Noah Davis, the NFT expert for the auction house Christie’s, said he’s not looking to change the plan for CryptoPunks when he leads the project and has invited holders to a one-on-one chat.
Noah Davis, the non-fungible token (NFT) specialist at auction house Christie’s, has said he’s leaving the position in July to take up a post as brand lead for the CryptoPunks NFT collection with Yuga Labs.
Announcing the move on June 19 in a Twitter thread, Davis looked to quash any anxieties holders had regarding the future of one of the oldest NFT projects, saying he “will not f*ck with the punks.”
What does that mean? It means no Punks on lunchboxes or cringe TV shows/shitty movies. It means no arbitrary rushed utility or thoughtless airdrops. It means if you love your Punk(s) because they are what they are (just Punks) then you and I see eye to eye…— Noah (@NonFungibleNoah) June 19, 2022
He invited CryptoPunk owners to schedule a talk with him about the project's future at the NFT NYC event and said the new position wouldn’t take away from his own NFT project.
Davis is responsible for the record-breaking auction of Beeple’s “Everydays: The First 5000 Days” NFT, which sold for over $69 million in March 2021.
Yuga Labs acquired the intellectual property of the CryptoPunks collection from Larva Labs in March, saying it would turn over full commercial rights to the owners, a promise yet to be realized.
But, Yuga Labs co-founder Wylie Aronow aka “Gargamel” addressed the holdup in a series of tweets on June 19, writing it was “too significant to rush” and that new terms “will be rolling out in the next couple of weeks.”
With the announcement of Davis’ move and the new terms set to take effect soon, some are alleging insiders had prior knowledge of the information citing the surging sales volume of the collection.
According to OpenSea, 39 sales of the CryptoPunks collection have taken place since the announcement, with 101 sales in total on June 19, up from the only 19 sold the day prior, on June 18.
Convicted con-artist and fraudster Anna Sorokin, who from 2013 to 2017 pretended to be the wealthy German heiress “Anna Delvey” to defraud acquaintances and business of over $275,000, has started an NFT collection.
Titled “Reinventing Anna,” the collection features 2,000 NFTs for 0.1 Ethereum (ETH) each, or about $110. It is marketed as a way for “fans to interact with Anna” and access private “ask-me-anything’s” with Sorokin.
The collection's name is a play on the “Inventing Anna” Netflix drama miniseries released earlier this year, the subject of which is inspired by Sorokin’s story.
“I see this first drop as an opportunity to directly connect with my audience and take charge of the narrative that's been largely outside of my control,” Sorokin wrote in an Instagram post regarding the collection.
It’s unknown how NFT holders will be able to visit her in person, however. Since March 2021, Sorokin has been held by United States Immigration and Customs Enforcement for overstaying her visa and faces deportation to Germany.
Duppies, an upcoming Solana NFT project from the same team as the popular “DeGods” collection, had its Twitter account hacked on June 18, with attackers tweeting a link to a “stealth mint” of the NFTs.
The link was a phishing website, and users who connected their wallets and attempted to mint had their wallets drained of all funds. One Twitter user wrote they lost 650 Solana (SOL) worth around $18,850 from the attack.
In Twitter Spaces after the attack, the creator of the upcoming collection known as “Frank” joined security auditor “Code Monkey” to explain how the attack happened.
The auditor said the attacker likely accessed the Duppies Twitter account in a targeted SIM swap attack.
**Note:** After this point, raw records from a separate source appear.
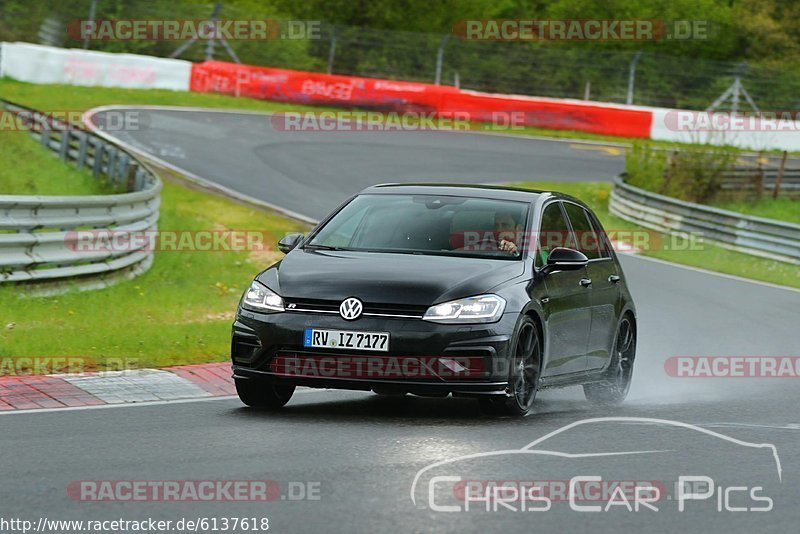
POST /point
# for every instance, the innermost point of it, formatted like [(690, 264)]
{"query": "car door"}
[(604, 291), (565, 301)]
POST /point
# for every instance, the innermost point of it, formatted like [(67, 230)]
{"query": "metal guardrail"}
[(753, 235), (39, 234)]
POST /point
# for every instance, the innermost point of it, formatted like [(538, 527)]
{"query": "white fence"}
[(46, 64)]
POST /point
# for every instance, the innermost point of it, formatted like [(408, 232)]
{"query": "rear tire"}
[(263, 393), (614, 388)]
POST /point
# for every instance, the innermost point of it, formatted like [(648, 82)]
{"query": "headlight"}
[(480, 309), (260, 297)]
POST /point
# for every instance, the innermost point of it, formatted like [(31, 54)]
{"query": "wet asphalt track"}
[(365, 451)]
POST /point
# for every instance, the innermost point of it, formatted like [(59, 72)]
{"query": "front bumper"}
[(262, 344)]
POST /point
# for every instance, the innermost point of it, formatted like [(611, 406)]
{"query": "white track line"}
[(138, 404)]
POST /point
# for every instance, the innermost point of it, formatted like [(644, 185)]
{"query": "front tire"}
[(614, 388), (523, 377), (263, 393)]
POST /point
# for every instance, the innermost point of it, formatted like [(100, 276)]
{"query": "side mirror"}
[(565, 259), (289, 242)]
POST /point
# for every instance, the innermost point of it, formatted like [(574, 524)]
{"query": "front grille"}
[(370, 309)]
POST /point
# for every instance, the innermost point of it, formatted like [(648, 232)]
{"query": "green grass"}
[(27, 169), (178, 312), (706, 255)]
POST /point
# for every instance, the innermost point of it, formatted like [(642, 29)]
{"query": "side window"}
[(584, 235), (603, 243), (553, 232)]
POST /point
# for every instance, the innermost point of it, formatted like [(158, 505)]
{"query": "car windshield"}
[(427, 224)]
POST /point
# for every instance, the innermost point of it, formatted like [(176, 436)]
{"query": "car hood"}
[(385, 278)]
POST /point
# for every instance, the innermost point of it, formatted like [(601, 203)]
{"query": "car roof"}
[(494, 192)]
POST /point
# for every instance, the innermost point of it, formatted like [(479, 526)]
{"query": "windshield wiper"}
[(322, 247)]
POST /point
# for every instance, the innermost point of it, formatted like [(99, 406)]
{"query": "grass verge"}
[(27, 169), (706, 256), (179, 312)]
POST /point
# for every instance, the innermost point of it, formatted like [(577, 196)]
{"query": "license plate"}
[(345, 339)]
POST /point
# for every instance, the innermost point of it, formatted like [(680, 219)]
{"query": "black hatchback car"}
[(488, 292)]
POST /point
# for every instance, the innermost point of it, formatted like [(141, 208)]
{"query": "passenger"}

The attack works by scammers contacting the phone provider of the mobile number holder and trick the carrier into swapping the mobile number to a SIM card in their control. From there, the attacker can bypass any two-factor authentication on the account and gain access.
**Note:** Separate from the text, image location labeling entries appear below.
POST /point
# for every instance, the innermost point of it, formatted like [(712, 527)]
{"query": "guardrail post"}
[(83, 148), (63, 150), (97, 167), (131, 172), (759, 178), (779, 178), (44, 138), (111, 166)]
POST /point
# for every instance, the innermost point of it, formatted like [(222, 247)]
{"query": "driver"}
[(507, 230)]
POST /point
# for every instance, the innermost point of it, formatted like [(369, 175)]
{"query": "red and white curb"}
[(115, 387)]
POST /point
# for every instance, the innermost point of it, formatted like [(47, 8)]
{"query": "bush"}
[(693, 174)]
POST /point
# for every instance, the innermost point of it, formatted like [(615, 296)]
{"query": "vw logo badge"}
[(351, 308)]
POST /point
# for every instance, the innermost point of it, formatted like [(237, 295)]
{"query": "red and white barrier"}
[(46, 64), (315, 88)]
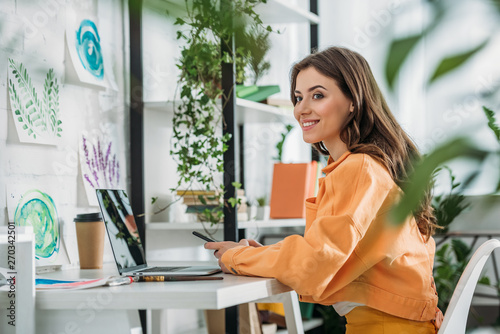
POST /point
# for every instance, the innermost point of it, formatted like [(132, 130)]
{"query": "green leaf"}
[(419, 180), (398, 52), (450, 63), (490, 115)]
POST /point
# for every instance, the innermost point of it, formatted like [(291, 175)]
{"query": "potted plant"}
[(256, 42)]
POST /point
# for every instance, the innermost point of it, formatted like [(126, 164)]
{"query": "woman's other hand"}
[(221, 247)]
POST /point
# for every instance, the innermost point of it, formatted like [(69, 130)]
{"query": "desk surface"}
[(230, 291)]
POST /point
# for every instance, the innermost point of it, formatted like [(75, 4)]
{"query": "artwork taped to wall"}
[(35, 112), (87, 55), (33, 207), (100, 166)]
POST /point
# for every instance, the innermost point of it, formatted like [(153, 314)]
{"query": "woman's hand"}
[(221, 247)]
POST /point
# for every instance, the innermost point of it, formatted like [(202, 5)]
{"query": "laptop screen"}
[(122, 229)]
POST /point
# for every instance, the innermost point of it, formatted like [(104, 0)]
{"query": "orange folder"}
[(292, 184)]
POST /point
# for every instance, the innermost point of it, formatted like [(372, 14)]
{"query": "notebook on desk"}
[(125, 241)]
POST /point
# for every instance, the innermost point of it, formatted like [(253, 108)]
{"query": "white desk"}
[(92, 307)]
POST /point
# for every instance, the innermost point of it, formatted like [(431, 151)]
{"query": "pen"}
[(162, 278), (120, 281)]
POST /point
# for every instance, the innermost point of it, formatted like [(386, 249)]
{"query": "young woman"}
[(376, 273)]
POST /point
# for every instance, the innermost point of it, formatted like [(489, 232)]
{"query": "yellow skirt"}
[(365, 320)]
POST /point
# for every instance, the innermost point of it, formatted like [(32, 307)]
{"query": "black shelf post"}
[(228, 104), (313, 8)]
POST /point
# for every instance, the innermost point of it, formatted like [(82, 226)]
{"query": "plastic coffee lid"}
[(88, 217)]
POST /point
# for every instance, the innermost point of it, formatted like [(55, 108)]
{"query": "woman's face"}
[(321, 108)]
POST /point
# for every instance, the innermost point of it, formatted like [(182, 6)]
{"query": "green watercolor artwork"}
[(34, 117), (37, 209)]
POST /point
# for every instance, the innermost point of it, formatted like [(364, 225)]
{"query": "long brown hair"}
[(371, 128)]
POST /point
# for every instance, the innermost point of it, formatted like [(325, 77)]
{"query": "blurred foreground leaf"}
[(420, 179), (450, 63), (398, 52), (492, 123)]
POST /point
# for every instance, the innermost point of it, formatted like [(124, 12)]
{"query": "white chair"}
[(455, 318)]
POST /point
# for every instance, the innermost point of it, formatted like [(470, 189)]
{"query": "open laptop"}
[(125, 242)]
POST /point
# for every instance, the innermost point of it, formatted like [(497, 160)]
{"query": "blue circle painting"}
[(37, 209), (89, 48)]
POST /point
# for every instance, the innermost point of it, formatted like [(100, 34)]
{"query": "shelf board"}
[(255, 112), (280, 11), (246, 111), (308, 325), (274, 11), (246, 224)]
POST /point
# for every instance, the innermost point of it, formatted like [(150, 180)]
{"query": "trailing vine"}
[(198, 144)]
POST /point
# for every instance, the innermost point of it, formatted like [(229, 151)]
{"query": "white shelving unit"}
[(273, 223), (246, 111)]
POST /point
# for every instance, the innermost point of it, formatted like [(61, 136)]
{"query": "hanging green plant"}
[(198, 144)]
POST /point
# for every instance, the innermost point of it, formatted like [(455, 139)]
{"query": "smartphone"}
[(199, 235)]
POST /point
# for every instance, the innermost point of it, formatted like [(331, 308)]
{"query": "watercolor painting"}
[(37, 209), (84, 45), (100, 166), (37, 119)]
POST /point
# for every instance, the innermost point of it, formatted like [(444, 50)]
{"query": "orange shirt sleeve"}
[(353, 194)]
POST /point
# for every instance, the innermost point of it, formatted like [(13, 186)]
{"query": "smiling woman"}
[(351, 256), (321, 110)]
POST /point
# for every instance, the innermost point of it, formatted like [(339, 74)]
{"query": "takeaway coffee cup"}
[(90, 237)]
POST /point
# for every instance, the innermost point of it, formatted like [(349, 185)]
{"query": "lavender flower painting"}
[(100, 166)]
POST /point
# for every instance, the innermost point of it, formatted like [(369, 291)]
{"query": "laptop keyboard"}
[(161, 269)]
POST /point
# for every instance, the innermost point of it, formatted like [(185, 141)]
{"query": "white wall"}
[(431, 114)]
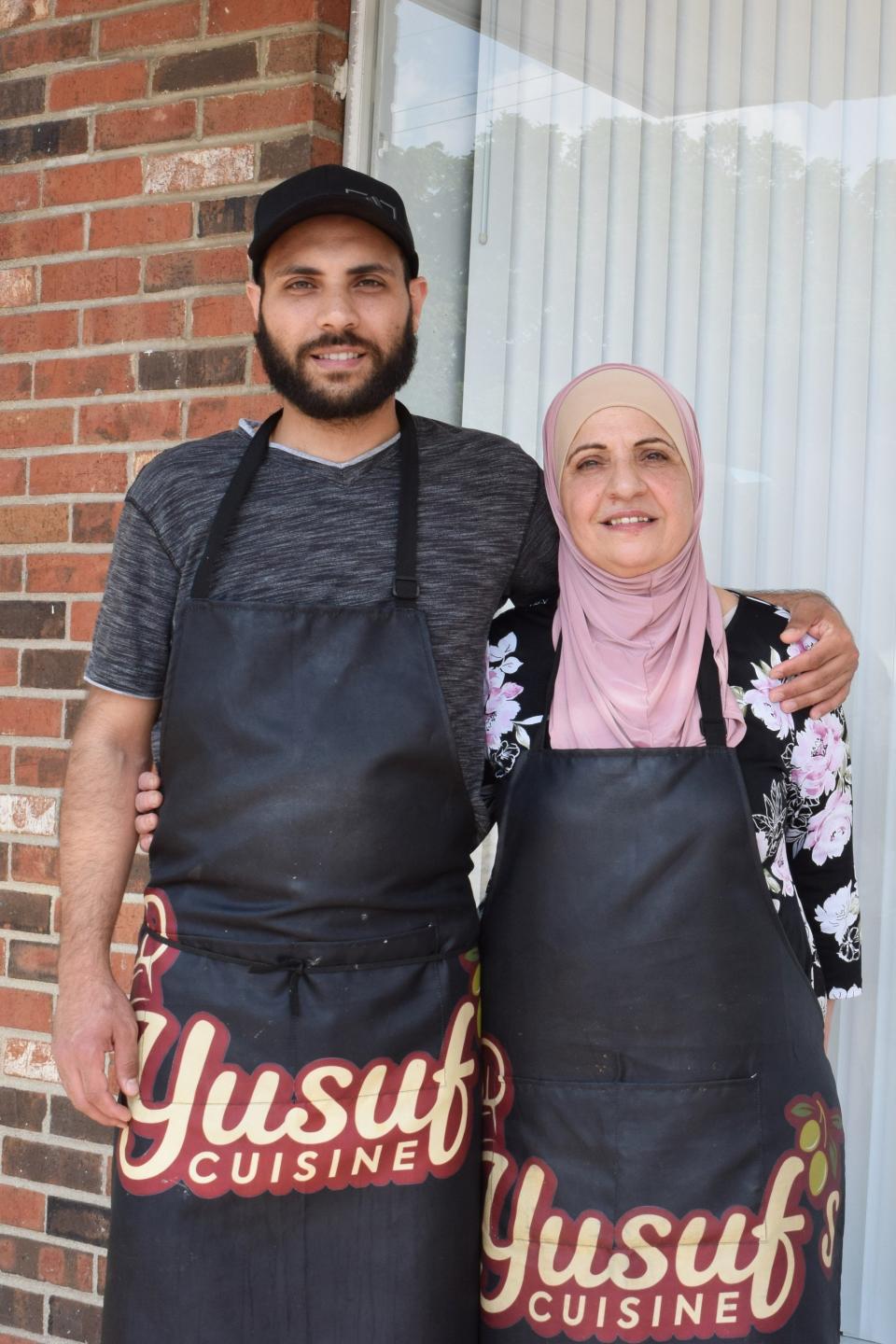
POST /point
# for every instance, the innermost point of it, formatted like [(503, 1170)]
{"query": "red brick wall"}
[(133, 143)]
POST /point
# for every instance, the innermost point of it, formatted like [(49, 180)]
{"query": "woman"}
[(672, 890)]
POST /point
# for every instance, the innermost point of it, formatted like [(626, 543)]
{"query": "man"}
[(308, 607)]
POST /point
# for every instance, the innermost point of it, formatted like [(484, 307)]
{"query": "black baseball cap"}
[(330, 189)]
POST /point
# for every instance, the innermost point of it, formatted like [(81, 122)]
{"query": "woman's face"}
[(626, 494)]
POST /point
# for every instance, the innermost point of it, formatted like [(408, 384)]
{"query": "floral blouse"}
[(797, 772)]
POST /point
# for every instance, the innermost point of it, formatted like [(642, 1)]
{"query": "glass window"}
[(707, 187)]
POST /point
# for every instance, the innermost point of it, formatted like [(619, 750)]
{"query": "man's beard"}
[(390, 370)]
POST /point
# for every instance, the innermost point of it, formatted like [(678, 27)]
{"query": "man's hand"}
[(822, 675), (147, 803), (94, 1019)]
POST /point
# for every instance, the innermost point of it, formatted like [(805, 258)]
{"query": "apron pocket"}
[(687, 1147), (620, 1147)]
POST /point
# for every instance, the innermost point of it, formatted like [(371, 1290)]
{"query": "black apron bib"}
[(663, 1140), (302, 1161)]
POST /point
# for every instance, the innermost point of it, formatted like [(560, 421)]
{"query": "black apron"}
[(302, 1161), (663, 1140)]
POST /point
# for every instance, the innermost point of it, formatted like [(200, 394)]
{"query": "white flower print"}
[(503, 708), (500, 706), (780, 870), (761, 705), (801, 645), (838, 912), (819, 756)]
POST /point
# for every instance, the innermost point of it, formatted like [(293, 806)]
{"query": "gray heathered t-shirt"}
[(309, 534)]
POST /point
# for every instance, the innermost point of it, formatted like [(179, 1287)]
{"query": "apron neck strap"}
[(229, 507), (404, 585), (712, 721)]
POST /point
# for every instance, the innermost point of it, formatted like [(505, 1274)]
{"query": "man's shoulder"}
[(201, 461)]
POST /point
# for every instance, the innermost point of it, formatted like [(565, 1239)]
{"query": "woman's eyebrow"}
[(641, 442)]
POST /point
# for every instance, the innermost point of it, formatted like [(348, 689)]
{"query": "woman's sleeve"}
[(819, 845)]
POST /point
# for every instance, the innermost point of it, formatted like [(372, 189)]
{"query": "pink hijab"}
[(632, 645)]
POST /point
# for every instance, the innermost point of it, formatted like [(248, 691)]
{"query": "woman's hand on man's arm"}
[(147, 805), (819, 678)]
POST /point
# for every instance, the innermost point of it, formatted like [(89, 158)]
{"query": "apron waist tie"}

Watchmaker TAG Heuer has released a watch that can pair with a smartphone to show NFTs on the watch face and also connect to the blockchain to verify the NFT is owned by the wearer.
Despite warnings from the nation’s authorities, the number of NFT and digital collectible platforms in China has seen a five times increase since February 2022, going from just over 100 to over 500, according to local state-owned media.